Kefdensis 60 mg solution for injection in pre-filled syringe
Spain
Table of Contents
Package leaflet: Information for the user
Introduction
Package leaflet: information for the user
Kefdensis 60 mg solution for injection in pre-filled syringe
denosumab
This medicinal product is subject to additional monitoring, which will allow quicker identification of new safety information. You can help by reporting any side effects you may experience. Section 4 at the end includes information on how to report side effects.
Read this entire leaflet carefully before you start using this medicine, because it contains important information for you.
- Keep this leaflet, as you may need to read it again.
- If you have any questions, consult your doctor or pharmacist.
- This medicine has been prescribed for you only, and you should not give it to other people, even if they have the same symptoms as you, because it may harm them.
- If you experience any side effects, consult your doctor or pharmacist, even if they are side effects not listed in this leaflet. See section 4.
- Your doctor will provide you with a patient reminder card containing important safety information you should know before and during your treatment with Kefdensis.
Leaflet contents
- What Kefdensis is and what it is used for
- What you need to know before using Kefdensis
- How to use Kefdensis
- Possible side effects
- How to store Kefdensis
- Contents of the pack and other information
1. What Kefdensis is and what it is used for
What Kefdensis is and how it works
Kefdensis contains denosumab, a protein (monoclonal antibody) that interferes with the action of another protein, aimed at treating bone loss and osteoporosis. Treatment with Kefdensis strengthens bones and reduces the likelihood of fractures.

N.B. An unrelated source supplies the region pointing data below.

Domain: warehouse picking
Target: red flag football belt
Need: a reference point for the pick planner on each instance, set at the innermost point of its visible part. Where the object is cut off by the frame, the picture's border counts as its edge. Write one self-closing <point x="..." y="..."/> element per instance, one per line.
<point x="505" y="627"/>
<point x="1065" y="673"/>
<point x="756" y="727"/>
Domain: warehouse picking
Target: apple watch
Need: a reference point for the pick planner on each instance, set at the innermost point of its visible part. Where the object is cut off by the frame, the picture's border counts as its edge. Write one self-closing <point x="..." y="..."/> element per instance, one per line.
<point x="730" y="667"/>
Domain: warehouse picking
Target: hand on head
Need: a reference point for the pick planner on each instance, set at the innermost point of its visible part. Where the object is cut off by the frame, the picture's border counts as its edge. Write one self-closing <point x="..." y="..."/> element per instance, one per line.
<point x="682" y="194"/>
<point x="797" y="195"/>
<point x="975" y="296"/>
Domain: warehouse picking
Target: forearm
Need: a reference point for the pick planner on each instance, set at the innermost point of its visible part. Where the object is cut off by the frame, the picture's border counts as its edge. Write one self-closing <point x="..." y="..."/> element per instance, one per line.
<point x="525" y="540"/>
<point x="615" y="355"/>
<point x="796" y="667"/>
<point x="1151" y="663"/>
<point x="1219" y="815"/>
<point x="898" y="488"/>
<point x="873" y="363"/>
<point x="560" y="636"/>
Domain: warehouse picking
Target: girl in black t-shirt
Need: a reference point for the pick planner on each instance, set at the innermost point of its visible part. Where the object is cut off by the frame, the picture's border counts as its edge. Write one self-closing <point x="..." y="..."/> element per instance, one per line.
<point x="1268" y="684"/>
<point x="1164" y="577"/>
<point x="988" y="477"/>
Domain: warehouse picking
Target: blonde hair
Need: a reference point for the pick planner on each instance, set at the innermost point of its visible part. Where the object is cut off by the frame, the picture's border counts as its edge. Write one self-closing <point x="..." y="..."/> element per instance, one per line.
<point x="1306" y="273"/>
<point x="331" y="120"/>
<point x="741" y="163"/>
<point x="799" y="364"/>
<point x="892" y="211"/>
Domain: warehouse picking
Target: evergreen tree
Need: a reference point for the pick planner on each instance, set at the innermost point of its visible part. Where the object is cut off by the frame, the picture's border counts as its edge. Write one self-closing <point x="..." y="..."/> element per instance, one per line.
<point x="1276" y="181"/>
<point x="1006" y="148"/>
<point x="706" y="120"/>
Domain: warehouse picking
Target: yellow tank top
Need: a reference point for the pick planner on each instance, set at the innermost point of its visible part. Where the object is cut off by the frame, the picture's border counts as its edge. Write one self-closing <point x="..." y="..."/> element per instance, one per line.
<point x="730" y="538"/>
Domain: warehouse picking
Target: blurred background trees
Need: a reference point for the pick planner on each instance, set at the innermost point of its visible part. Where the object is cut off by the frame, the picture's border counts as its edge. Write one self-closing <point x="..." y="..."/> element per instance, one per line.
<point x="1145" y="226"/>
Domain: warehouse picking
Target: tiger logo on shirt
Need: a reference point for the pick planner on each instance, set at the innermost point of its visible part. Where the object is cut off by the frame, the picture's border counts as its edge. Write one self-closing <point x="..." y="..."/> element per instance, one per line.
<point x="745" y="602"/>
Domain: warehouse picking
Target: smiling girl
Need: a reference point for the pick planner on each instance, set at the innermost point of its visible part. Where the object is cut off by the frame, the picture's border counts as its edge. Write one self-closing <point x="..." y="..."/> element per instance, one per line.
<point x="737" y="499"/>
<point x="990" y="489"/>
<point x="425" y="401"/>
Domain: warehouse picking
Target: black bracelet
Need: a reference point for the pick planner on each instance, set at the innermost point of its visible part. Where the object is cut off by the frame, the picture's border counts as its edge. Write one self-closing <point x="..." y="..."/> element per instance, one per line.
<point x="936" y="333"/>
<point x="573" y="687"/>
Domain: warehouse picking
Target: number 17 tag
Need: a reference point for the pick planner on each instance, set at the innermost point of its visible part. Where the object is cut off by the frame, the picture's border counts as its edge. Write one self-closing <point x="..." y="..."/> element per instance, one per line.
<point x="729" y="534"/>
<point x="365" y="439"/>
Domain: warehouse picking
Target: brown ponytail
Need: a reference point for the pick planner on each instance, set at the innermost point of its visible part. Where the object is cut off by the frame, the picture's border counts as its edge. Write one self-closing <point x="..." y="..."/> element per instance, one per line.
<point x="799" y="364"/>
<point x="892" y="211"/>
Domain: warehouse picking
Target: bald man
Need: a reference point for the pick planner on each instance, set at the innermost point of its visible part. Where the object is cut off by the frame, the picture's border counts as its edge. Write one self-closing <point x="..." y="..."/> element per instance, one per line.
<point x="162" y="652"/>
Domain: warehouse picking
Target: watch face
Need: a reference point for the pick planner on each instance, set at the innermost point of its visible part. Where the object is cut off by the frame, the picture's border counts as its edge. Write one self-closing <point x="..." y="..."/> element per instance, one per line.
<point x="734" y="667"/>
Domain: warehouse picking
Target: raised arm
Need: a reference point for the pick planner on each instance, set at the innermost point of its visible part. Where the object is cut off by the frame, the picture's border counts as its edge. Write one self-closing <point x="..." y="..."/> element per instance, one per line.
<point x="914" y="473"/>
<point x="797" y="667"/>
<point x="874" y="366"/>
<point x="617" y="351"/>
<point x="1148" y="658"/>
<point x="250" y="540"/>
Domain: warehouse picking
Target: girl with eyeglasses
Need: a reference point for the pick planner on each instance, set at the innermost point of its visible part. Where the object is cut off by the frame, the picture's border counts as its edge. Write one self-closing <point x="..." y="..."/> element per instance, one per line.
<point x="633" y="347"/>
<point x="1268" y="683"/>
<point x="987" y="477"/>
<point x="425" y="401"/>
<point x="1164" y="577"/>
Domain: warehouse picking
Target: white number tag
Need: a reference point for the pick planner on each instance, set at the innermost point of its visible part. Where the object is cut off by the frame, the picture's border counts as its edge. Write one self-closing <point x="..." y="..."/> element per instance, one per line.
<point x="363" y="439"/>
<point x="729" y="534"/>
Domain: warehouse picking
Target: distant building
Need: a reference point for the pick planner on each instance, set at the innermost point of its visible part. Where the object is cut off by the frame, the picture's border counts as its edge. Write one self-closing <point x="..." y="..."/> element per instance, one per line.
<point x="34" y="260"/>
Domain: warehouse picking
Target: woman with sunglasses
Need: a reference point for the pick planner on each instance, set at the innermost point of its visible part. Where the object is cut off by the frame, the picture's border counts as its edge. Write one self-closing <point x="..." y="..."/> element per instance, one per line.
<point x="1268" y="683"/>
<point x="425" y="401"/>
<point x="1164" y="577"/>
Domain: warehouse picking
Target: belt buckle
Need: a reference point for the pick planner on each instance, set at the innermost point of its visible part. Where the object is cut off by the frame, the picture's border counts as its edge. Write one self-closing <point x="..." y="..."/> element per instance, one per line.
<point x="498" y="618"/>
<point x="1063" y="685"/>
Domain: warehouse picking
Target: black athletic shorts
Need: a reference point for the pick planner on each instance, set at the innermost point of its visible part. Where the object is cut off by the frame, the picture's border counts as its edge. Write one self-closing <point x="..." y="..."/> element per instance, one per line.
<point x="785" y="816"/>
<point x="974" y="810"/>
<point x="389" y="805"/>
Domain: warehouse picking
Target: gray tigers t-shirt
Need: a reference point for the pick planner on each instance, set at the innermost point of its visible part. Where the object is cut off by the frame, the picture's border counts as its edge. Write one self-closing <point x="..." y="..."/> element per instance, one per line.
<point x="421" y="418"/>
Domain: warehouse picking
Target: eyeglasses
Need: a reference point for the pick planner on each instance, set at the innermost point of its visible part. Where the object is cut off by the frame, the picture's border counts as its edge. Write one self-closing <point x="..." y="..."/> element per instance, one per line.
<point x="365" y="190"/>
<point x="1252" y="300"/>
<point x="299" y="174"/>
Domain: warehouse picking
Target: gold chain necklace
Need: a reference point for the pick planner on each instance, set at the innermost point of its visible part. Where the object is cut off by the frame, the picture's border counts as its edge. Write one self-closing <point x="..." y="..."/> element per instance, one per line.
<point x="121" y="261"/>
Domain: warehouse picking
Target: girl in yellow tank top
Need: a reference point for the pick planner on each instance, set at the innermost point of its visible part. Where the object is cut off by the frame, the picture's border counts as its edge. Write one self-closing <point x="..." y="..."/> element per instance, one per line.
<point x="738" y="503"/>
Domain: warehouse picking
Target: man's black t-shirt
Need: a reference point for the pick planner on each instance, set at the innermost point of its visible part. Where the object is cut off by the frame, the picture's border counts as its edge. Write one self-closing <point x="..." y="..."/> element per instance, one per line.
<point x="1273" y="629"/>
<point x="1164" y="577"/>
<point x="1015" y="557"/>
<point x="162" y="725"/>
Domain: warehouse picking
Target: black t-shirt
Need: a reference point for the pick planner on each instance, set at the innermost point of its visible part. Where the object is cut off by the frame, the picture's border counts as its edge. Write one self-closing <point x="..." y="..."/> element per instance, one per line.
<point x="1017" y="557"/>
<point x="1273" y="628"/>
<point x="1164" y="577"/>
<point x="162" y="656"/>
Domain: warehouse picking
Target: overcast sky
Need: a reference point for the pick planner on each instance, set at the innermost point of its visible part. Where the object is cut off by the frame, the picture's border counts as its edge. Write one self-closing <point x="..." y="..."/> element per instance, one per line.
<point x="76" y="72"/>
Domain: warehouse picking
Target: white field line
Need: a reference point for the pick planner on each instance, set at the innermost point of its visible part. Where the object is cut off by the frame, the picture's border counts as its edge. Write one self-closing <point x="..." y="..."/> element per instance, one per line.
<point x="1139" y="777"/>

Bone is living tissue that is constantly renewed. Estrogens contribute to maintaining bone health. After menopause, estrogen levels decrease, which may cause bones to become thinner and more fragile. Over time, this can lead to a condition called osteoporosis. Osteoporosis can also occur in men due to various causes, including age and/or low levels of the male hormone testosterone. It may also occur in patients receiving glucocorticoid therapy. Many patients with osteoporosis do not have symptoms, yet they remain at risk of bone fractures, particularly in the spine, hip, and wrists.
Surgical procedures or medications that suppress estrogen or testosterone production, used to treat patients with prostate or breast cancer, can also cause bone loss. Bones become weaker and break more easily.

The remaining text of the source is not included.